Para prevenir o agravamento destas situações, é essencial a adoção de um estilo de vida saudável, ter em atenção a saúde pélvica e manter uma atitude proativa perante os sintomas. O prognóstico será tanto melhor quanto mais cedo for procurada a ajuda necessária.

A forma mais conhecida de Incontinência urinária é a IUE, que tem como tratamentos a abordagem conservadora, através da reeducação do pavimento pélvico, e os procedimentos cirúrgicos. No caso da Incontinência de urgência, esta apresenta um maior desafio, e a abordagem terapêutica inicial passa por uma alteração comportamental e farmacoterapia. 

No entanto, é relativamente frequente que haja uma má resposta ou baixa adesão por intolerância a estes fármacos. Nestes casos, apresenta-se como opção terapêutica a injeção de toxina botulínica intravesical, que tem como objetivo evitar que a bexiga se contraia involuntariamente e, desta forma, leve à perda de urina. Além desta opção, temos também a neuromodulação sagrada. Esta última terapêutica consiste na implantação de um estimulador, em tudo idêntico ao pacemaker cardíaco, que irá, através da estimulação elétrica dos nervos da região sagrada, devolver a normal função da bexiga.  

Após os testes de eficácia da terapia e da colocação do estimulador definitivo, é possível definir parâmetros de tratamento personalizados e adequados a cada caso. Hoje, com o avanço da tecnologia, os novos dispositivos são recarregáveis. Para além de oferecerem uma longevidade de 15 anos, o sistema permite ainda dar autonomia ao doente através do controlo de alguns parâmetros utilizando um simples smartphone. 

Como consequência da situação pandémica, os profissionais de saúde depararam-se com desafios acrescidos. O ano 2020 foi um teste à capacidade de se continuar a dar a resposta necessária aos doentes, mesmo que à distância. A sociedade Europeia de Urologia estima que 81% das consultas por IU feminina tenham sido adiadas e que 84,7% dos doentes, do universo da urologia, tenhas sido acompanhados por teleconsultas. 

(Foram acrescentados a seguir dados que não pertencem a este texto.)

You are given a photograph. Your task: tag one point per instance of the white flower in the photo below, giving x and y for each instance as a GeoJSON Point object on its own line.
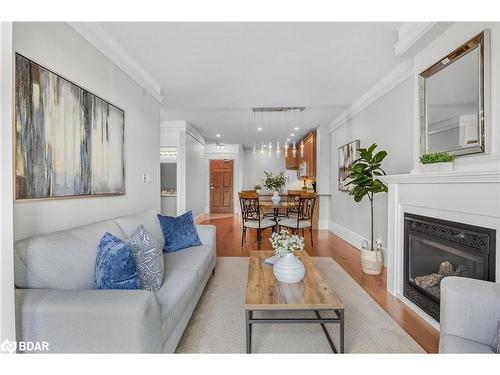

Mas nem tudo são aspetos negativos, antes pelo contrário. Acredito que, em momentos de adversidade como estes que vivemos, emergem oportunidades de fazer mais e melhor. Já existem vários estudos, uns concluídos e outros ainda a decorrer, sobre o impacto que a telemedicina e a monitorização remota tiveram nos cuidados prestados. E a comunidade científica parece concordar com o facto de a telemonitorização ter vindo para ficar.

No caso particular dos doentes a quem é proposto o neuromodulador como tratamento, é essencial esta possibilidade de acompanhamento, onde mesmo à distância podemos fazer o seguimento da terapia, avaliar os seus parâmetros de forma personalizada, promover atitudes, alterar a programação, realizar avaliações e decidir sempre que é necessário a visita presencial ou uma avaliação específica.

É, no entanto, necessário trabalhar a relação profissional de saúde – doente, que será determinante na adesão terapêutica, reconhecimento de sintomas, comunicação atempada de efeitos indesejáveis e sua resolução. É essencial dotar o doente dos meios necessários para que este passe a ser membro integrante da equipa de saúde e não um mero espectador.

Se me perguntarem como vejo o futuro do acompanhamento destes pacientes com IU e portadores de um neuromodulador, afirmo com toda a certeza de que passará sem dúvida pela monitorização à distância. Esta dá-nos ainda a possibilidade de chegar a qualquer ponto do país, de forma equitativa e justa, permitindo que mais doentes possam ter acesso aos tratamentos de que necessitam. Esta ferramenta permite o seguimento e avaliação fora do ambiente hospitalar, estando o doente no seu quotidiano, reduzindo os custos com as deslocações e a perda de horas produtivas.

Enquanto profissional de saúde dedicada à urologia funcional e neuromodulação, acredito que informação é poder. Nesse sentido, quanto mais esforços se fizerem para combater a iliteracia em saúde, mais próximos estaremos de eliminar os medos, as vergonhas e os tabus associados à incontinência. A ajuda existe, os tratamentos mais inovadores estão disponíveis, a possibilidade de monitorização à distância é uma realidade. Por isso, não faz sentido permanecer sem procurar tratamento.